2. Present community-based information for a selected subject category “Tourism”: Pam, Suzanne
3. Present community-based information for a new subject category “Diversity Resources”: Hannah, Deborah
4. Select one county in Tennessee and develop an IORP for presenting community-based information for the county: Sara, Christa
5. Study of the use of wikis in existing and emerging community-based web portals: Margaret, Emily
6. Study of the use of interactive databases for organizing, representing, and managing community-based information in representative case examples: Bridger, Roger
Critical Reflection 7
In pairs identify a subject domain and select at least five items to form a template design for a digital library. Brainstorm various topics/aspects covered in class that will be pertinent for creating an effective information organization and representation scheme for your digital library. Design a database for your collection and identify key entities, attributes, and relationships. Present an ER Diagram to reflect some aspects of your database design.

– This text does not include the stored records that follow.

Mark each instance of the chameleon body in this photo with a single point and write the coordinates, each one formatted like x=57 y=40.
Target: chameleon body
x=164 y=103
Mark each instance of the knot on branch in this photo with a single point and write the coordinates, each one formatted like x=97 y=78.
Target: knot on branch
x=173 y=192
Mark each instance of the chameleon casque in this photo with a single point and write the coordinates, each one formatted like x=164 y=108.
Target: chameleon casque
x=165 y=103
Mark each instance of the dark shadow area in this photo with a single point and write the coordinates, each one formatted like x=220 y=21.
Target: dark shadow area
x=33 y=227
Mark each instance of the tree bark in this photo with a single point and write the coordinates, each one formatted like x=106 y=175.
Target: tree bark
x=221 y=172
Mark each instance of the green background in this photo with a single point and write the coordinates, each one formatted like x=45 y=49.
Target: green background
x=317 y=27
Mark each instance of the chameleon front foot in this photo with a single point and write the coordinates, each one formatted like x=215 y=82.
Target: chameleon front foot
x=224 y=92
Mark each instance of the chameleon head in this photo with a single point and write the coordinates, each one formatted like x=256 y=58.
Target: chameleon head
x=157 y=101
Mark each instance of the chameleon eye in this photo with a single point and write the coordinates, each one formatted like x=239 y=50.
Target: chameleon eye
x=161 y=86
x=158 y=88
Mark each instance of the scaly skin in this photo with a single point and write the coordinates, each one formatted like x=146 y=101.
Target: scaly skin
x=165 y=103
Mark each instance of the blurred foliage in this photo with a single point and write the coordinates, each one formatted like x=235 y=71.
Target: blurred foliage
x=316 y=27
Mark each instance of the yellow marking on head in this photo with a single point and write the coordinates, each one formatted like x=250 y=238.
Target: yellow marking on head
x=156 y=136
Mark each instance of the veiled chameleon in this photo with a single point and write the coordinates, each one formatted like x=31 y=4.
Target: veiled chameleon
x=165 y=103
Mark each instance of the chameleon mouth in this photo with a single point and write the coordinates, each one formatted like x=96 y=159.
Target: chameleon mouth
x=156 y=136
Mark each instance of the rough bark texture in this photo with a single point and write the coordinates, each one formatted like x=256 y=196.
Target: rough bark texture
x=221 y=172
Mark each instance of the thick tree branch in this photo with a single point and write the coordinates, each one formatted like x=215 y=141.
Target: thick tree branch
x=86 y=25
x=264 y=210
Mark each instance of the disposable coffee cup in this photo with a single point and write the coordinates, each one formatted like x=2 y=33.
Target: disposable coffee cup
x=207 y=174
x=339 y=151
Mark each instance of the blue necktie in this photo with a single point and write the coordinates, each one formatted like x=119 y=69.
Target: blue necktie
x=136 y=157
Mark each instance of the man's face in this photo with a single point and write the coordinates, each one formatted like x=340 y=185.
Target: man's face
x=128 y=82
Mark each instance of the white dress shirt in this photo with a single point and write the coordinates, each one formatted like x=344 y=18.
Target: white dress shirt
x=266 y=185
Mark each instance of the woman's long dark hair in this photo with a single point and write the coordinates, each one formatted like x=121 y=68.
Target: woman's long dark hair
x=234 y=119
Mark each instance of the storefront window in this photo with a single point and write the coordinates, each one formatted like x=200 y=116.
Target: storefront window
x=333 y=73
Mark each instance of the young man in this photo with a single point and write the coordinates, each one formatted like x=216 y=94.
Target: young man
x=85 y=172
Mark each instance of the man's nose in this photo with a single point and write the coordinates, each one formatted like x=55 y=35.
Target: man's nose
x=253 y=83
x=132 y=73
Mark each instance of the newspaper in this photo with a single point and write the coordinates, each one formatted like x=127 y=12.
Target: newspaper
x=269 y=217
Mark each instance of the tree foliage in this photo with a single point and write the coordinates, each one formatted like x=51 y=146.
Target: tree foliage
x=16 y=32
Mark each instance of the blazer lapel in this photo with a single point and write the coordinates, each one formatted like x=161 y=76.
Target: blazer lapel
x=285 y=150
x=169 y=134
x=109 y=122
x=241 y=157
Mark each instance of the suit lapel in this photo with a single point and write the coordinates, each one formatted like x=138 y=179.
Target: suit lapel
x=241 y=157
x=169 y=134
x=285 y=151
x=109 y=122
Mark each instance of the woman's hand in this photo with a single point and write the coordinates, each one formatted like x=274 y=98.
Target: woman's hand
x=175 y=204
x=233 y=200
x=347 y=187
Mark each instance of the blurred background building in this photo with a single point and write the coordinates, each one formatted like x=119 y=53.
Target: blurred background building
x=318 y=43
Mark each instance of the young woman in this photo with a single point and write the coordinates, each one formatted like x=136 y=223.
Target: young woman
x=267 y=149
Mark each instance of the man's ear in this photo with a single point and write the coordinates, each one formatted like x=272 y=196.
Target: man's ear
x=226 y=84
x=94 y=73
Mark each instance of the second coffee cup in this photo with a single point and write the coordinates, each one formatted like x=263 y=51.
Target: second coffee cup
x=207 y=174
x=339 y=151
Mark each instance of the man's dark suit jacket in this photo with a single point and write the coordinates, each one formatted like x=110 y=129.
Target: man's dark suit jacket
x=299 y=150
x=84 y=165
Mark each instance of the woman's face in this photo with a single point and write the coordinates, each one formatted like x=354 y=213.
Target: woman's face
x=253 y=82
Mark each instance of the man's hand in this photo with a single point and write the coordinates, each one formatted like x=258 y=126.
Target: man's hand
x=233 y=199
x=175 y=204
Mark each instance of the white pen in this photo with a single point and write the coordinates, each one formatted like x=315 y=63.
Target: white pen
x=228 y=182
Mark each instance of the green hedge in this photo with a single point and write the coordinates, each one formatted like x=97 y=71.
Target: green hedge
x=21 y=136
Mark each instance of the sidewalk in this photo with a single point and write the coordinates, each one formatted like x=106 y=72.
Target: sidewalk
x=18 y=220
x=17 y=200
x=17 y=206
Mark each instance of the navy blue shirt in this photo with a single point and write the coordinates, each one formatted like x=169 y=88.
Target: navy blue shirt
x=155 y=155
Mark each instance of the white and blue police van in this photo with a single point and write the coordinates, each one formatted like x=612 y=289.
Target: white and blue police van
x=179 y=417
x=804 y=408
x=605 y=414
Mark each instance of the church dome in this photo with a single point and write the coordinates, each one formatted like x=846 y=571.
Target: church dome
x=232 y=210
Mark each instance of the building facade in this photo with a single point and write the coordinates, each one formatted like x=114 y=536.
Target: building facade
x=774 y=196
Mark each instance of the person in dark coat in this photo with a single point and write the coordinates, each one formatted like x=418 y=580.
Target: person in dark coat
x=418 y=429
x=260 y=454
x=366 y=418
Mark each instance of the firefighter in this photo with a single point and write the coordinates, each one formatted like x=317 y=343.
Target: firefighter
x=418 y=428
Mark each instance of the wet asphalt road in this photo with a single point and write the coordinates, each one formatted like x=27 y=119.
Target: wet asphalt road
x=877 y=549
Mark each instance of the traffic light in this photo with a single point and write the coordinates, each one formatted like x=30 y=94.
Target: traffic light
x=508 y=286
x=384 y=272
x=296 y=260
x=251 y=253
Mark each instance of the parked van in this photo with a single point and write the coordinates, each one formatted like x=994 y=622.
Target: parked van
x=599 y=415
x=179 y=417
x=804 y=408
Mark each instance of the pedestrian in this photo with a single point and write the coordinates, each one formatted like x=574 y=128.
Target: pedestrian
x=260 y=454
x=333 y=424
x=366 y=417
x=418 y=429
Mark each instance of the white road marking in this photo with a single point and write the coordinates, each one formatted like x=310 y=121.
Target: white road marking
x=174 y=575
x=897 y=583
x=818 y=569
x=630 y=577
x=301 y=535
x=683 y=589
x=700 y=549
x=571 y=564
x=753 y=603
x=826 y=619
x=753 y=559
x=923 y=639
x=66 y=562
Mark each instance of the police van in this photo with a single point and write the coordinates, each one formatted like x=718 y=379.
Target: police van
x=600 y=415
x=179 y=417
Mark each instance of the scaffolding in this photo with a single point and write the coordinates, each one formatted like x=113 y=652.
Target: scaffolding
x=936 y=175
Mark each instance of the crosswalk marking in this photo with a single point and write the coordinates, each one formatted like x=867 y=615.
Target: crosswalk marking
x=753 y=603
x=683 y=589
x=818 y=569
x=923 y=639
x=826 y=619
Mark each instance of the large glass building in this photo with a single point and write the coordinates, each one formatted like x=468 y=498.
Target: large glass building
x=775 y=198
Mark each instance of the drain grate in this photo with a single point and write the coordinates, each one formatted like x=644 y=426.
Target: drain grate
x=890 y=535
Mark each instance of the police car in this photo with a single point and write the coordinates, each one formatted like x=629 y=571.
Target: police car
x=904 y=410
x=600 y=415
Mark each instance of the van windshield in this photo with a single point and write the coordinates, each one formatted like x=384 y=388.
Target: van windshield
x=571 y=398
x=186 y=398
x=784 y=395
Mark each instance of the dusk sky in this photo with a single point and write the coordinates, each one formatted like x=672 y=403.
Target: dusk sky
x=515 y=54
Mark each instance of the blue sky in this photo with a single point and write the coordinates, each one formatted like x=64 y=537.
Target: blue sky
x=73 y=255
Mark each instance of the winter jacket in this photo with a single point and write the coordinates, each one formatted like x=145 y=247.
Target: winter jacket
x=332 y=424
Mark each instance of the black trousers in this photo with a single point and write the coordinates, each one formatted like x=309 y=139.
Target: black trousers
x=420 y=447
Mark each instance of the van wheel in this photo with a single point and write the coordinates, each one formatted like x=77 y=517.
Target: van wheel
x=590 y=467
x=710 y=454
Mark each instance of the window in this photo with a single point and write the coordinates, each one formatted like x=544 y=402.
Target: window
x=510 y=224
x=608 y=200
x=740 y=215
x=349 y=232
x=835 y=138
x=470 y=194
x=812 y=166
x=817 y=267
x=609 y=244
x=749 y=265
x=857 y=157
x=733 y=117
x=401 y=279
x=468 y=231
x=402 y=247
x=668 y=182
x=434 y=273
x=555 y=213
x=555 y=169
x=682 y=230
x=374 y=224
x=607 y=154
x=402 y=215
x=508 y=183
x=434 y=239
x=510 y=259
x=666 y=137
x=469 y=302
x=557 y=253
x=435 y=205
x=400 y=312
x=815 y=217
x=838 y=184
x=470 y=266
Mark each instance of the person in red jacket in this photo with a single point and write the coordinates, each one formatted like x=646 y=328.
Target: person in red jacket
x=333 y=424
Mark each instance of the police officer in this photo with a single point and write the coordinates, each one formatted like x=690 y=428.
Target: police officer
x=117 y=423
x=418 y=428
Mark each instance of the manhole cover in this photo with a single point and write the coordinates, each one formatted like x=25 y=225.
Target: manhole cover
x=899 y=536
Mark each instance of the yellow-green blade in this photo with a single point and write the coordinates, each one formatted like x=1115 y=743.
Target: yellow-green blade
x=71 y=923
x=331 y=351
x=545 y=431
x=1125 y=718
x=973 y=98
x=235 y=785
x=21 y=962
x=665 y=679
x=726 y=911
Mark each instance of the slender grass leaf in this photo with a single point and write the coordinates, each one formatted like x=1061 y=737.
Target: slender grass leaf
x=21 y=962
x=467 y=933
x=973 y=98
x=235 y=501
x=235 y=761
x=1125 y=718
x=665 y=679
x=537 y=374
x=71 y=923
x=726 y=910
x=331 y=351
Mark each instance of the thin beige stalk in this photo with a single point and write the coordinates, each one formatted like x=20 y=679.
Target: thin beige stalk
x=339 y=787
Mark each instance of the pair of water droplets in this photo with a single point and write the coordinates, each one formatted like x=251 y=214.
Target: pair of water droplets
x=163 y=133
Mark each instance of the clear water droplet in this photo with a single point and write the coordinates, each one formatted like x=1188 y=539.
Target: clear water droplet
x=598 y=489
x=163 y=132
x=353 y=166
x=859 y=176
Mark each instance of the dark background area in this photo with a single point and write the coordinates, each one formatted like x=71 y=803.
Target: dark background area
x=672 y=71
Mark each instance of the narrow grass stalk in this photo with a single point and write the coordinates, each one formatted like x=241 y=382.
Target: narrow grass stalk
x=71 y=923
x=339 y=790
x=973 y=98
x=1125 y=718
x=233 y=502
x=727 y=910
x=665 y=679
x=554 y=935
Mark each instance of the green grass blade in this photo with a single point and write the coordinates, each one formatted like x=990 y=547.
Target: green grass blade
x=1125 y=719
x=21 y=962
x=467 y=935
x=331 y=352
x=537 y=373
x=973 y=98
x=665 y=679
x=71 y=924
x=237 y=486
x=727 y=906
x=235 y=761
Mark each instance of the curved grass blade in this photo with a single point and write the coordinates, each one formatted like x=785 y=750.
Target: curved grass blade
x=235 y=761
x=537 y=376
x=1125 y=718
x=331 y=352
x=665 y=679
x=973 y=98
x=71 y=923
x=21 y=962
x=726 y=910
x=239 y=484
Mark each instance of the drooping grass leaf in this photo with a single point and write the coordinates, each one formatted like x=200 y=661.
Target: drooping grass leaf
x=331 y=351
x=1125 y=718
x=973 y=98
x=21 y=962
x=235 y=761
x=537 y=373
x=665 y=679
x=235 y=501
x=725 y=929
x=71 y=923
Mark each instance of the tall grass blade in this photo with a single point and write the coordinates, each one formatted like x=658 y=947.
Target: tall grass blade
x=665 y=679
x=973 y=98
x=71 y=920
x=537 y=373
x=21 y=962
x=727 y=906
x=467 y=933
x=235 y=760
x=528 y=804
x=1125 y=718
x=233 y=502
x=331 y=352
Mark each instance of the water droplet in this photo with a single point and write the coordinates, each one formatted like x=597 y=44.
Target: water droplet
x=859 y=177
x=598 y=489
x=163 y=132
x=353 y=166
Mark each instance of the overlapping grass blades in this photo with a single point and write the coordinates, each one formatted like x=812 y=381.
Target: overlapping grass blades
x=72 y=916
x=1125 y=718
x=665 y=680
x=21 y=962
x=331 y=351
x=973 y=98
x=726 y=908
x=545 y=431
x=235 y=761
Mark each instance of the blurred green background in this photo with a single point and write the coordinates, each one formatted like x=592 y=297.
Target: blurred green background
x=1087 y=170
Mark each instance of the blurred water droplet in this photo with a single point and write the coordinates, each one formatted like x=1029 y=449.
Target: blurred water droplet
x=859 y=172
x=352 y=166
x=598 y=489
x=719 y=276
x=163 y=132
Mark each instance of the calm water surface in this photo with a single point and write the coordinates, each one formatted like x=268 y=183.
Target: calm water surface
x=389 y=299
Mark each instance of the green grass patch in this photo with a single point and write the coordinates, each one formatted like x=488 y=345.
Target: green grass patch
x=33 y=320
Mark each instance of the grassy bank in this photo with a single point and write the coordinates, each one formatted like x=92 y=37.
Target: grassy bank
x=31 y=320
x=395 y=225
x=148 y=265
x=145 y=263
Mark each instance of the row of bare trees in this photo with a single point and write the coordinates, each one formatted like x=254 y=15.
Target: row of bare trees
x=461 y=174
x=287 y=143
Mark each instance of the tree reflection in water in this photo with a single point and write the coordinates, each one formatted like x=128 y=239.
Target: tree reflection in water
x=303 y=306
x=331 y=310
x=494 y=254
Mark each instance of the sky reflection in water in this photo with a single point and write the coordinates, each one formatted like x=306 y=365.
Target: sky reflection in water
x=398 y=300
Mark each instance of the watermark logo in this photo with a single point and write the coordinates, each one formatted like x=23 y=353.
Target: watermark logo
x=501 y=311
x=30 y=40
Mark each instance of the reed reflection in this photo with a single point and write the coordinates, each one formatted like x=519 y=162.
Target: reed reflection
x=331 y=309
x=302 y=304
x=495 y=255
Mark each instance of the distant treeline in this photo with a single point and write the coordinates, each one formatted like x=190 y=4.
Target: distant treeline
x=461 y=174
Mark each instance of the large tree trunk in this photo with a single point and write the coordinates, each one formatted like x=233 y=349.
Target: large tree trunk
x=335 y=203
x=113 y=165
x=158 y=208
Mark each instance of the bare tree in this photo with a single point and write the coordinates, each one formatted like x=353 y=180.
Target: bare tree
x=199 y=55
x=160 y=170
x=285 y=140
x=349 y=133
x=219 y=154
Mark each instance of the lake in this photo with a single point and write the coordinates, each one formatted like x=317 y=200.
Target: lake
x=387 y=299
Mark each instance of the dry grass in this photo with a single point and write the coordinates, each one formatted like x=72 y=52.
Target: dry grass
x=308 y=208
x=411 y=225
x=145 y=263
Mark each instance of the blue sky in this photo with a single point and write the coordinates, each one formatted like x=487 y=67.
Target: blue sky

Critical Reflection Goals for the metadata and users: Are you clear about what you
want to achieve with this metadata? Are you clear about your users’ use of the resources?
Granularity: What level of granularity is most appropriate to the items and user needs?
Sources of info: Is it clear or even stated where you get your information? For example, if title is a field, is the cataloger told where to find that info? For example with a videotape- do you look on the label? The box?
Complexity of record creation: Are special skills required to formulate the records? Are the records designed to be created by the info ‘publisher’ or centrally by service providers?
Content: The content of different metadata record formats can be compared from aspects of structure and syntax, but perhaps most important is an evaluation of the usefulness and purpose of the info within them. How useful are the records you have created?
Works well or not: What fields or characteristics work well (or do not work well) in describing your objects?
Tweaking: How could/should the metadata be “tweaked” to accommodate your needs?